Paper strips laced with sugar could be the sweetest solution so far, literally, to kill E. coli in contaminated water.DipTreat is the latest innovation by researchers at York’s Lassonde School’s Micro and Nano-scale Transport (MNT) Lab. The group has previously discovered new ways to detect E. coli in contaminated water using a Mobile Water Kit.

“Now with DipTreat, we have learned it will take less than two hours to fish, trap and kill E. coli in water,” says Professor Mitra in the Lassonde School of Engineering, who heads up the lab. “We were able to efficiently remove almost 90 per cent of bacteria by dipping the special paper strip, DipTreat, in contaminated water samples.”

While using porous paper strips to trap the bacterial cells, for killing, the researchers used an antimicrobial agent extracted from the seeds of moringa – commonly known as drumstick or horseradish tree. As a result, the DipTreat solution for water treatment uses only naturally available antimicrobial substances and sugar, with minimal environmental and health impact.

Currently, popular water treatment systems use silver nanoparticles and clays, whose long term impact on human health is yet to be fully understood, according Mitra. So far, DipTreat is effective for small quantities of water. For example, someone who is hiking can collect a glass of water and then dip the paper strips to purify it before drinking. Researchers believe that the invention could lead to a much greater impact.

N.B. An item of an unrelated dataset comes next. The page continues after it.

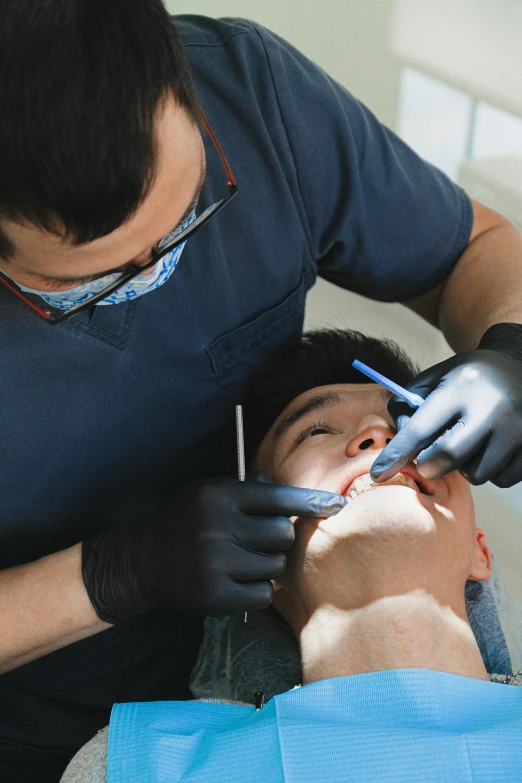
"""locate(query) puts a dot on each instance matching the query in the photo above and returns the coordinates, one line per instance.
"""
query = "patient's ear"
(481, 564)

“We expect this new approach to ‘fish’, ‘trap’, and ‘kill’ E.coli will seamlessly eliminate the harmful bacteria from water,” says Mitra, explaining the impact it could have on the national and global health scenario, from the far north of Canada to the remote villages of India, and around the world. Recognizing the global importance of water purification technology, UNICEF has invited Mitra to showcase his team’s work at a stakeholder meeting in Copenhagen on November 22.

Published as a featured article in the latest issue of the Royal Society of Chemistry journal Environmental Science Water Research & Technology, the study is co-authored by Mitra, Saumyadeb Dasgupta and Naga Siva Gunda.